E quais eram os métodos de estudo?
Escola Técnica
Até isso era diferente. O nível era mais exigente e comparando com actualmente há
grandes diferenças.
Na Primaria, não haviam máquinas de calcular, a tabuada tínhamos que a saber de cor e
salteada, de trás para a frente e vive versa e todos os dias, meia hora antes de regressar a
casa era a cantoria da tabuada. Os trabalhos de casa eram muitos, desde cópias a contas
de somar, subtrair, multiplicar e dividir, mas não eram só uma ou duas, eram muitas.
Na 4ª classe tínhamos que saber todos os rios de Portugal e colónias, as serras, as linhas
dos caminhos-de-ferro, os oceanos e quais os países que banhavam.
Apesar desta exigência, uma coisa era certa, todos sabiam as coisas de cor e salteado.
Quando entrei para o ciclo as matérias eram mais exigentes e aprofundadas.
No Curso comercial as matérias eram muito diferentes, tínhamos a disciplina de Caligrafia
no 1º ano, onde éramos obrigados a aprender a escrever a letra francesa, inglesa,
comercial, todas elas com tamanhos diferentes, utilizando para tal canetas e aparos
próprios assim como um tinteiro. Nos anos seguintes havia disciplinas próprias do curso
como Calculo Comercial, Contabilidade, Economia Política, Mercadorias, Técnicas de
Vendas, Física e Química entre outras.
Anualmente tínhamos de ir à Escola Técnica para sermos avaliados com exames que tinham
a duração de 6horas.
Estudavam separadamente das raparigas?
No Colégio que frequentei durante 12 anos, na instrução primária as turmas eram mistas,
mas no recreio o convívio era separado, havia o pátio para os rapazes brincarem e outro
para as raparigas tal como no ensino secundário.
Neste colégio havia um edifício para alojamento das raparigas e outro para alojamento de
rapazes.
Recordo-me que só havia um refeitório, grande e que eram as raparigas primeiro a
almoçar numas mesa que estavam colocadas num lado do refeitório e os rapazes
almoçavam depois mas noutras mesas.
O bar que servia os alunos à hora dos intervalos era único mas com uma particularidade os
rapazes eram atendidos de um lado e as raparigas de outro não havendo nem sendo
permitido o contacto verbal nem físico entre ambos os sexos.
No início das aulas era dado dois toques, o primeiro era para os rapazes entrarem para as
salas de aula e o segundo toque para a entrada das raparigas.
Aos domingos os alunos internos tinham que ir á missa e para não fugir à regra dentro da
igreja as alunas eram colocadas À rente e os rapazes atrás, com um banco de intervalo
onde estava a Directora.
Como o colégio tinha instalações próprias para a prática de desporto a Directora ordenou
para que os alunos rapazes e raparigas pudessem praticar desporto que às segundas,
quartas e sextas a partir das 17H30, hora que acabavam as aulas, até à 19H00 era para os
rapazes usufruírem do espaço e às terças e quintas era os dia das raparigas.
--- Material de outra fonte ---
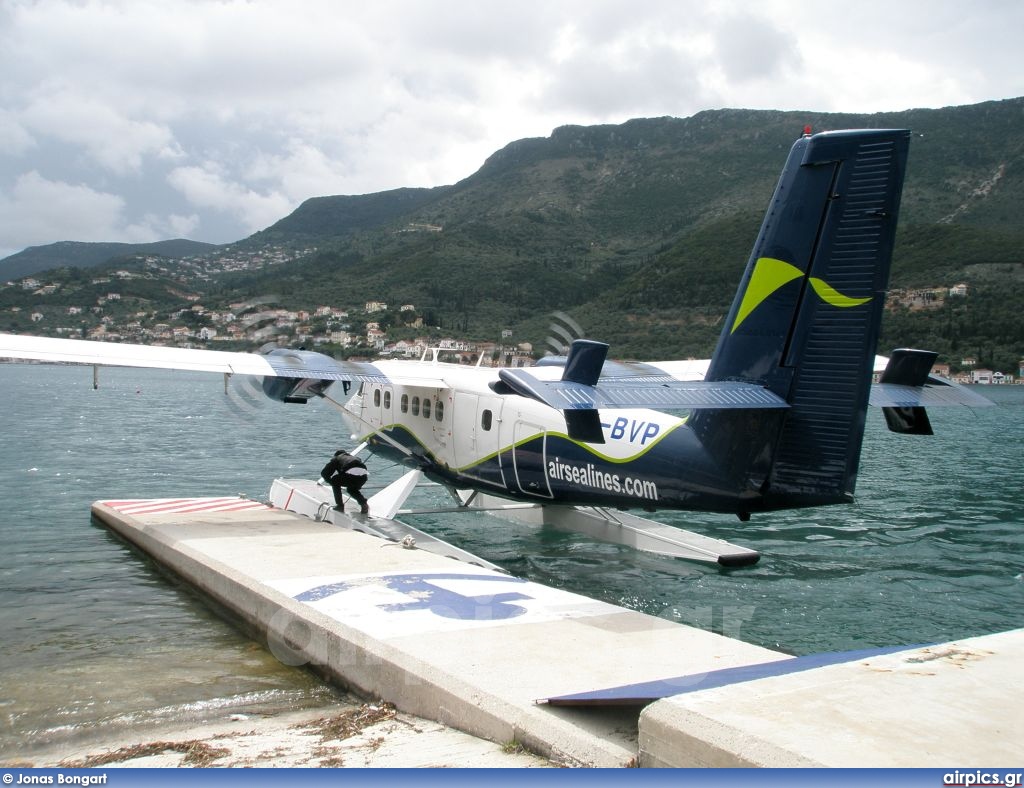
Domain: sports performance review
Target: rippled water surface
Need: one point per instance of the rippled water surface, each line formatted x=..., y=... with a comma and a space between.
x=93, y=636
Na cidade da Beira havia o chamado Pavilhão da Mocidade Portuguesa, onde se
faziam competições anuais das diversas modalidades, a que assistiam os alunos dos
estabelecimentos que estavam a competir. Os que iam assistir aos jogos tinham que ir
fardados, ficando sempre as raparigas de um lado e os rapazes de outro.
Os rapazes e as raparigas não andavam sozinhos, as raparigas eram sempre acompanhadas
de uma senhora a quem chamavam prefeita e os rapazes de um senhor a quem chamavam
prefeito.
A Mocidade Portuguesa era uma organização de jovens, também fez parte desta?
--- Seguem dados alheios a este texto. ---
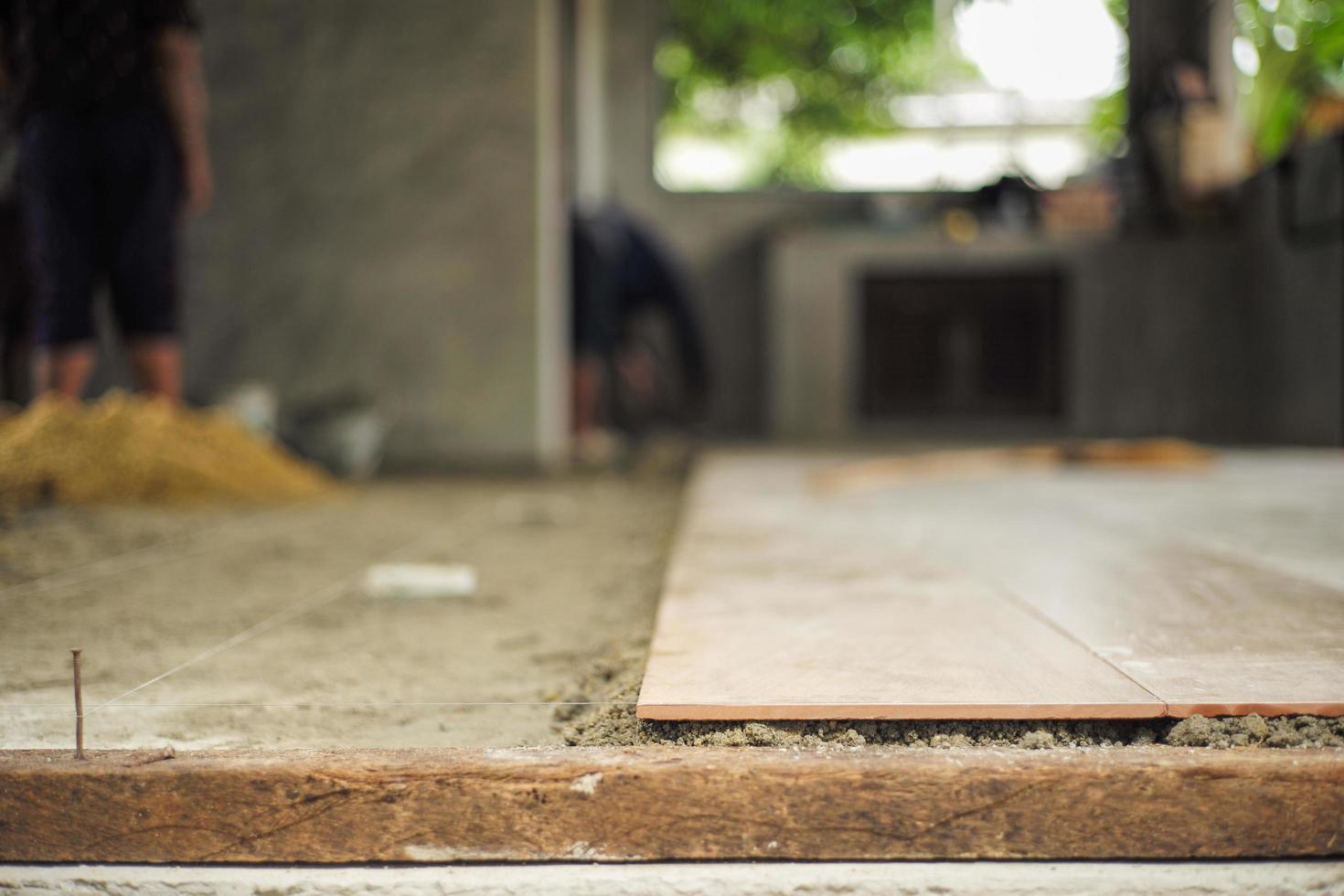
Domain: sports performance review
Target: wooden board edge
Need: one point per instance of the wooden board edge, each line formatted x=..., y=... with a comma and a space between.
x=671, y=804
x=1329, y=709
x=652, y=710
Participei sim, todos os estudantes eram obrigados a participar. Tinha um aspecto militar,
mas entre nós estudantes não se sabia na altura que era um “braço” da política de Oliveira
Salazar. Todos os estudantes estavam devidamente fardados e formados num
enquadramento militar. Formávamos aos sábados de manhã para o içar e arrear da
Bandeira Nacional, desfilando, marchando como se fossemos militares.
As manhãs de sábado eram preenchidas com a prática do desporto e com estas actividades.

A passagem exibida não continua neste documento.